Pre-payments by banks ahead of the deadline have been flowing through, with the outstanding value of funding obtained under the Term Funding Facility standing at $64.55 billion at the end of last week, Friday’s weekly data on Monetary Policy Operations from the RBA shows.
$30 billion has been repaid over the last 10 weeks.
TFF funding peaked at $188 billion in late 2021.
Banks’ surplus Exchange Settlement balances with the Reserve Bank have been falling steadily over the last three weeks and now stand at $267.8 billion.
12-month term deposit rates are consolidating around the 5.00 per cent mark, data compiled by Savings.com.au shows.
Heartland Bank Australia – the newest name in the industry – has the market leading rate of 5.35 per cent.
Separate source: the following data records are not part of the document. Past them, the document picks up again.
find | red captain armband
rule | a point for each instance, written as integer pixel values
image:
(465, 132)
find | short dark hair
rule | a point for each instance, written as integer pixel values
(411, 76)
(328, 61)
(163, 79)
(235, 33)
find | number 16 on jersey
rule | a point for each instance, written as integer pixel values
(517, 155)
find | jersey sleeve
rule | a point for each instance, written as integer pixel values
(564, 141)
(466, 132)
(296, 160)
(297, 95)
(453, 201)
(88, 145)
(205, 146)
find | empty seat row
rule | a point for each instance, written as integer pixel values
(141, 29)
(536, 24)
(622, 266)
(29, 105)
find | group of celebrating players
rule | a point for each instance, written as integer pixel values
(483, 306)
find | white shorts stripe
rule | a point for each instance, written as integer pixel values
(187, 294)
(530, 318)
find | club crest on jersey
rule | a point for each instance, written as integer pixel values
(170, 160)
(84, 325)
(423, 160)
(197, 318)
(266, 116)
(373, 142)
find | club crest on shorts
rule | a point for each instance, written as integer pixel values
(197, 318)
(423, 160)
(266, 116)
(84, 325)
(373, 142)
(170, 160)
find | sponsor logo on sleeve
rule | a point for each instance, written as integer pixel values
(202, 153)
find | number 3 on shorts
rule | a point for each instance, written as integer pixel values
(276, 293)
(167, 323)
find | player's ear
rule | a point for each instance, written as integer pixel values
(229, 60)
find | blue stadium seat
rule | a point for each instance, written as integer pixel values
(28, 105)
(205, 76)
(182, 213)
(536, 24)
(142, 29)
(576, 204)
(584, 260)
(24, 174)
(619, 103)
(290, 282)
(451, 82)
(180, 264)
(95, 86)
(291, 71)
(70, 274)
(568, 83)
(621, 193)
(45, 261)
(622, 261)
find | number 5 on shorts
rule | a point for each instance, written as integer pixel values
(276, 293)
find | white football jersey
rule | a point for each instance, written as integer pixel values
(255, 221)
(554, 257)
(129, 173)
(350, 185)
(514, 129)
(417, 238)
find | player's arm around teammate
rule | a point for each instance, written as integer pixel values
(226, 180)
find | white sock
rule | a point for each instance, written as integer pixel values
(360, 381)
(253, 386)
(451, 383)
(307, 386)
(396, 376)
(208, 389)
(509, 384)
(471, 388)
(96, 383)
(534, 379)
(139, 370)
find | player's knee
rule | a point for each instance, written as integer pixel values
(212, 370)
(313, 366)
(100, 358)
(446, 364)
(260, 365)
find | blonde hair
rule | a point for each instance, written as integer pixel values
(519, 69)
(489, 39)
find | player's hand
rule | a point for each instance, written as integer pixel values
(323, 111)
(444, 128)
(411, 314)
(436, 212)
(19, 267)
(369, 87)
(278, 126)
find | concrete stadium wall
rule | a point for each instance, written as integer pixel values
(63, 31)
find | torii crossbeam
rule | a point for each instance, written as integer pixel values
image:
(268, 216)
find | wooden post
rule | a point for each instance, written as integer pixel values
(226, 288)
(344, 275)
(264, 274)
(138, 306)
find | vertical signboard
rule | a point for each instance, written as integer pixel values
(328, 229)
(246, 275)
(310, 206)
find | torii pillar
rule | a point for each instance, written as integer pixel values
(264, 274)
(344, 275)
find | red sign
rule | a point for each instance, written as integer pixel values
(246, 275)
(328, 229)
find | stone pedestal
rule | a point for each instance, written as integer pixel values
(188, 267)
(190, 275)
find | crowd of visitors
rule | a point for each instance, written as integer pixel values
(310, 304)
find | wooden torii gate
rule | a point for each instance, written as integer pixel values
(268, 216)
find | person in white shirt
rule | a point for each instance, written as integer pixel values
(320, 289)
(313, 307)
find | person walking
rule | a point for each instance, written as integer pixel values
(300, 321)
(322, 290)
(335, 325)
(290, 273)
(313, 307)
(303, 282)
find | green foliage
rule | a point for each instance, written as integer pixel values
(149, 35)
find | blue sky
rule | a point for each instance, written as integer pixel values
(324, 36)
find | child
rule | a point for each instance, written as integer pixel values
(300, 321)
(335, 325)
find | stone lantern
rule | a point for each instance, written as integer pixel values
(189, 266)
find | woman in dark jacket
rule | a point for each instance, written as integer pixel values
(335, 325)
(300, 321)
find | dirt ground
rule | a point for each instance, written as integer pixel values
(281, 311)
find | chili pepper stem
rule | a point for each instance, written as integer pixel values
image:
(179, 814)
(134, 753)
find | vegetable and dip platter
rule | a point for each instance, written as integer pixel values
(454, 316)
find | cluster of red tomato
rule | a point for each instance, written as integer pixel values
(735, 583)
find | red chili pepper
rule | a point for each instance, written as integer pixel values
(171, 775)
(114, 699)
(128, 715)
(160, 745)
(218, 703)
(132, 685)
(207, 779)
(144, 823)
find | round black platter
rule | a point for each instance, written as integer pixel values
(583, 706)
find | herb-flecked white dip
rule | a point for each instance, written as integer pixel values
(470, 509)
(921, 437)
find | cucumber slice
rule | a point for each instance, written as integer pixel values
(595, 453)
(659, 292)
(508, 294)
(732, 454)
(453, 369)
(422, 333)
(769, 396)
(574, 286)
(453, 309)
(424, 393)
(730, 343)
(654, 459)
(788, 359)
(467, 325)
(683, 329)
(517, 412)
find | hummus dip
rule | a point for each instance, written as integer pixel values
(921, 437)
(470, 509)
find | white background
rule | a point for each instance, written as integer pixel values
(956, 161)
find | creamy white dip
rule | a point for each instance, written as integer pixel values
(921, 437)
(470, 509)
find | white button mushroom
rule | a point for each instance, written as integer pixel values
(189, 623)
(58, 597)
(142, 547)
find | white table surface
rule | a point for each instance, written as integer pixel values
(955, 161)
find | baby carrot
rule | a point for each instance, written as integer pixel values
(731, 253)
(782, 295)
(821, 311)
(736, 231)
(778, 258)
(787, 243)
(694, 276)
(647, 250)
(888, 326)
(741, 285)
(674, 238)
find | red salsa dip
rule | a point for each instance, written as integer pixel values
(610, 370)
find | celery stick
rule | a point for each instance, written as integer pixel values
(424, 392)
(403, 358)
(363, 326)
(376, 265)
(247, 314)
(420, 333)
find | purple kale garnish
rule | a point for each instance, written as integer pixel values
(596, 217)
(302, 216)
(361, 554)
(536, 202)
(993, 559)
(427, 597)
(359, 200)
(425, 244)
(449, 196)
There are 10 banks in the Savings database with 12-month rates in a range from 5.05 per cent to 5.20 per cent.
The rates advertised on high yield at-call accounts are also clustered around 5.00 per cent.
In this segment ME, a subsidiary brand of Bank of Queensland, is market leader with a rate of 5.55 per cent, including the bonus rate.
Matt Wilson, the sell-side banking analyst at Jeffries, on Friday argued “the action is the switch from at-call transactions to term deposits as savers seek to rationally bank much higher yields.”